Mintyy · 16/02/2009 18:20

I'd either let it go altogether, or just not arrange anything else with her tbh. Let her suggest something to you.

It sounds as though you arrange to do more things together than she actually wants to.

If you only arranged to meet up once a month or every couple of months, do you think she'd cancel as often?

Just leave it until she contacts you.

I definitely definitely think she should have come to your DS's birthday party.

mshadowsisfab · 16/02/2009 18:20

yanbu
I have a friend like that.
I used to get angry and upset, but realised I liked her too much, so now I just see her when I want to iynwim.

saadia · 16/02/2009 18:21

I think YANBU, I think most people would not miss a party for a sleeping child but some people are IMO a bit extreme about conforming to the child's timetable. Only you know if it is worth putting up with her lack of reliability for the sake of the friendship.

eyeeye · 16/02/2009 18:21

She's a post-natal (or ante-natal) group friend then? She probably will always be this flaky. Ditch her if it drives you mad because she won't change no matter how much fun she is.

You will find that some people are very precious over things that you don't consider important .. like naps or foodstuffs or clothes or .. well basically anything at all.

It'll all go to nothing over time though because none of it is particularly important in the scheme of things.

StealthPolarBear · 16/02/2009 18:22

DS slept through the first half of a friend's 1st birthday party, took him in in his car seat. Am missing not being able to do that sort of thing now he's older.

JacksmamasLittleBundleOfLOve · 16/02/2009 18:22

I don't know that I agree with everyone who's saying that a one-year-old's birthday party is more for the adults - we had a bunch of kids over and they and DS had a blast. He may not have understood what the occasion was but no one can tell me he didn't realize all the fuss was for him and enjoyed it thoroughly. Of course the parents had an equally good time!

OP posts:
JacksmamasLittleBundleOfLOve · 16/02/2009 18:25

Hey Maria, how are you? How's the dental work getting on?

OP posts:
Katiestar · 16/02/2009 18:29

I don't know really I can see both sides.On the one hand it does seem a trivial thing to miss an event you have gone to trouble to organise.But on the other hand I know I have had to miss parties,ballet classes even a school play because the child has fallen asleep very deeply.I feel it is a bit unkind and also sometimes nigh on impossible to wake a child who is hard on and the consequences can be very ugly.
At 1 it is not as if the birthday child is really going to be that bothered surely ?

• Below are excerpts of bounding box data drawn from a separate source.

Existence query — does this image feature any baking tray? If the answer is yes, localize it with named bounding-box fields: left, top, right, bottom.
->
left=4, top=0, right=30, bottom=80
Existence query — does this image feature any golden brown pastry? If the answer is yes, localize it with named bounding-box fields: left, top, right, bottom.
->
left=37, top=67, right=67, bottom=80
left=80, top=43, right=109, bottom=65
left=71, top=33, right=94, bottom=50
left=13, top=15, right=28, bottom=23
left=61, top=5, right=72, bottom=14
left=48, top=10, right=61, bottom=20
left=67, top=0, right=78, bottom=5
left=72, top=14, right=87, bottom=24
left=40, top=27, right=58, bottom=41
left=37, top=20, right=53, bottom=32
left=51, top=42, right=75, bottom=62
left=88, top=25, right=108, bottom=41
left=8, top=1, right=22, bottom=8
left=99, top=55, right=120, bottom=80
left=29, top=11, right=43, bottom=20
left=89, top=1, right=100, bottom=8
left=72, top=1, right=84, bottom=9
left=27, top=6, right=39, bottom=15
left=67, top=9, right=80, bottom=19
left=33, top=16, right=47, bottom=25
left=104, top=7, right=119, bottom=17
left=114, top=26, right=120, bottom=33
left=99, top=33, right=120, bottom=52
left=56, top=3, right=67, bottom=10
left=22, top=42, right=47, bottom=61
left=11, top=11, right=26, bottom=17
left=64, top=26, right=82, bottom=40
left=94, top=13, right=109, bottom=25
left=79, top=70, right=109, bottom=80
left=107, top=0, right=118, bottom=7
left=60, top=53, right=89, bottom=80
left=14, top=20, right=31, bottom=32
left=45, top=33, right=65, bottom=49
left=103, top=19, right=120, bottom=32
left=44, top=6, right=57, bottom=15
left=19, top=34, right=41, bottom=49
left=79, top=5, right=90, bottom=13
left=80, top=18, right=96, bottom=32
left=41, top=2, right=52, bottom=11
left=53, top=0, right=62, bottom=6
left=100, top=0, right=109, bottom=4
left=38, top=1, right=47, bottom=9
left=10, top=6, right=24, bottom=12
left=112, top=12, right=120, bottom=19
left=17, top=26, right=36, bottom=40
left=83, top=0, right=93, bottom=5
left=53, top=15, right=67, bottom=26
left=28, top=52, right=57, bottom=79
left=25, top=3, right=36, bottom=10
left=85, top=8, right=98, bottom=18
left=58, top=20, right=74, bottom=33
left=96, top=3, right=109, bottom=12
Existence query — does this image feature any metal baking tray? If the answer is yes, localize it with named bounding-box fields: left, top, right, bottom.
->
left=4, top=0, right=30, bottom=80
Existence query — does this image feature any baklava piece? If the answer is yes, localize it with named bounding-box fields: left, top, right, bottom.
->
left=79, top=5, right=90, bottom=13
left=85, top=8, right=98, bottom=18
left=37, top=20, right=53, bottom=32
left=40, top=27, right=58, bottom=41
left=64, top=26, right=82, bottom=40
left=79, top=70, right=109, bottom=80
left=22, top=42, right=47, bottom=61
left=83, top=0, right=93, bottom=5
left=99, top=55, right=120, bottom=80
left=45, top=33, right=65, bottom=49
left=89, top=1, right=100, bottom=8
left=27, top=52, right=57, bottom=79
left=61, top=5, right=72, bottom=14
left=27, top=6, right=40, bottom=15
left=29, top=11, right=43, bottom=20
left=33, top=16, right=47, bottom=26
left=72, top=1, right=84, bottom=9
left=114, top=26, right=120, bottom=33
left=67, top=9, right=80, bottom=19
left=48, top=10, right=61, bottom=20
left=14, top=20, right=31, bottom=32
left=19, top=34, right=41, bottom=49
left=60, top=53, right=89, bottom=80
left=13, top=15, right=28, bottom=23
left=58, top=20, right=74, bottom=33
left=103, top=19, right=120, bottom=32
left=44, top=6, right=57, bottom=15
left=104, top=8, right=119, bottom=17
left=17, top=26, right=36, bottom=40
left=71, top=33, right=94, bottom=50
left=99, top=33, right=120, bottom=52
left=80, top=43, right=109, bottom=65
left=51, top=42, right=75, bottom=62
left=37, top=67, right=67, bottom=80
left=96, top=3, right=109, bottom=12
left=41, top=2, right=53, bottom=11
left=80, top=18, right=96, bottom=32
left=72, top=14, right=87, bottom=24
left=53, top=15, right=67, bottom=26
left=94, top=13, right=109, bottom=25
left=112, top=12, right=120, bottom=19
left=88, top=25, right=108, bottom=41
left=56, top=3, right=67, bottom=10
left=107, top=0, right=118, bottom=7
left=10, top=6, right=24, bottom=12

Supercherry · 16/02/2009 18:31

YANBU. The party might not be a big deal to your DS but it would have been a big deal to you. She could've let her DD continue her nap in the car and at yours- that's what I would've tried to do anyway. I only invited a few people to my DS's 1st Birthday so it would've pissed me off if they hadn't turned up as I could have invited someone else who would have (not much room). She sounds like a PITA. I always think treat people how they treat you so if next time you make plans and something comes up then show her the same regard she shows for you.

JacksmamasLittleBundleOfLOve · 16/02/2009 18:32

No, I guess not, he had plenty of other kids to play with.

It's me who's feeling and .

OP posts:
wannaBe · 16/02/2009 18:42

tbh often it's impossible to see these things until you're out of the situation. As this is (I assume) your first child, every milestone and event is very important. It's only once you hit the birthdays that the child actually loves and remembers and realizes are for them (I promise you he's unlikely to know that the fuss was all for him, especially if other children were around), that you can see where the term 'pfb' comes from.